Der Wandel in der Automobilbranche macht auch vor den Messen, auf denen die Industrie ihre Neuheiten zelebriert, nicht halt. Und so verliert die Internationale Automobil Ausstellung (IAA), die vom 12. bis 22. September nach Frankfurt einlädt, an Glanz.

Immer mehr Hersteller – darunter Toyota, Fiat, Volvo, Citroën, Peugeot oder Mazda – kehren der traditionsreichen Premierengala im Autoland Deutschland den Rücken. Andere Hersteller wie Daimler oder BMW haben ihre Ausstellungsflächen reduziert. Mit neuen Themenwelten reagieren die Veranstalter auf den Ausstellerschwund und rücken Bereiche wie Elektromobilität, vernetztes oder autonomes Fahren stärker ins Rampenlicht.
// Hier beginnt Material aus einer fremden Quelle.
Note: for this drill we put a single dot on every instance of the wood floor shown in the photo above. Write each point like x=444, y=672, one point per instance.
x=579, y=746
Bayerisches Start-up zeigt a-Car fürs Handwerk

In der Sonderausstellung „New Mobility World“ gibt es dann auch eine der für das Handwerk interessantesten Messeneuheiten zu bestaunen – das a-Car von Evum. Geboren wurde die Idee für das a-Car an der TU München. Was die Studenten als einfaches und preiswertes Fahrzeug für den Einsatz in Afrika konzipierten, wurde inzwischen vom ausgegründeten Unternehmen Evum Motors zu einem vollelektrischen Nutzfahrzeug weiterentwickelt.

Wesentliche Merkmale des a-Cars sind der Allrad-Elektroantrieb, eine modulare Konzeption mit einer Nutzlast von 1.000 kg und eine Höchstgeschwindigkeit von 70 km/h. Das flexible Batteriekonzept erlaubt Reichweiten von bis zu 200 km. Anfang nächsten Jahres soll im niederbayerischen Bayerbach die Serienproduktion starten.
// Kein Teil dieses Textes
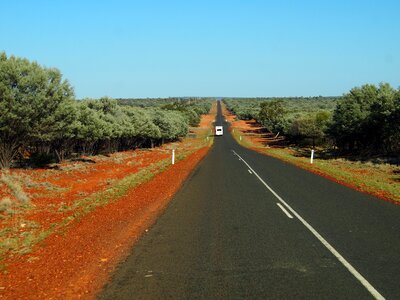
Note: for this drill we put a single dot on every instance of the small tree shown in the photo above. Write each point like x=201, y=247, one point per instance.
x=272, y=116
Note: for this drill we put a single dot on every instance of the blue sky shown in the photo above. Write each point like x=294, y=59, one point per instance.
x=208, y=48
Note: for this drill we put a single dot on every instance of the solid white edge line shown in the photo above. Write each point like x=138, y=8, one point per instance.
x=285, y=211
x=348, y=266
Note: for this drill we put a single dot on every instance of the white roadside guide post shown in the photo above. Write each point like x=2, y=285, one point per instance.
x=312, y=156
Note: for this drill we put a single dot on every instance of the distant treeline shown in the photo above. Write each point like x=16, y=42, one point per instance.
x=40, y=117
x=364, y=120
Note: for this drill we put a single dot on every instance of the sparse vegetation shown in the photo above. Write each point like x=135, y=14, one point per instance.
x=42, y=123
Das a-Car ist in der Fahrzeugklasse N1 zugelassen. „Damit kann es mit dem normalen PKW-Führerschein gefahren werden“, sagt Sascha Koberstaedt, einer der beiden Geschäftsführer und Mitgründer der Evum Motors. „Das Wichtigste aber ist: Für Fahrzeuge dieser Klasse gelten die Kaufprämien des Förderprogramms Elektromobilität und zukünftig auch die angekündigten Sonderabschreibungen.“

VW und Daimler läuten Elektrozeitalter ein

VW ID.3
Mercedes-Benz EQV

Unter den klassischen Automobilkonzernen sind beim Heimspiel in Frankfurt die deutschen Hersteller natürlich am stärksten vertreten. Und sie wollen zeigen, dass sie bei der Elektromobilität, anders als vielfach behauptet, den Startschuss nicht verschlafen haben. Im Mittelpunkt des Standes von Volkswagen steht mit dem vollelektrischen ID.3 denn auch jenes Auto, das laut VW wie kein anderes Modell die Neuausrichtung der Marke repräsentiere. Ähnlich wie einst der Käfer soll der ID.3 mit einem Basispreis von unter 30.000 Euro ein Auto für alle sein, nur diesmal mit Elektroantrieb, der über die Hinterachse 204 PS auf die Straße bringt. Mitte 2020 sollen die ersten Modelle ausgeliefert werden.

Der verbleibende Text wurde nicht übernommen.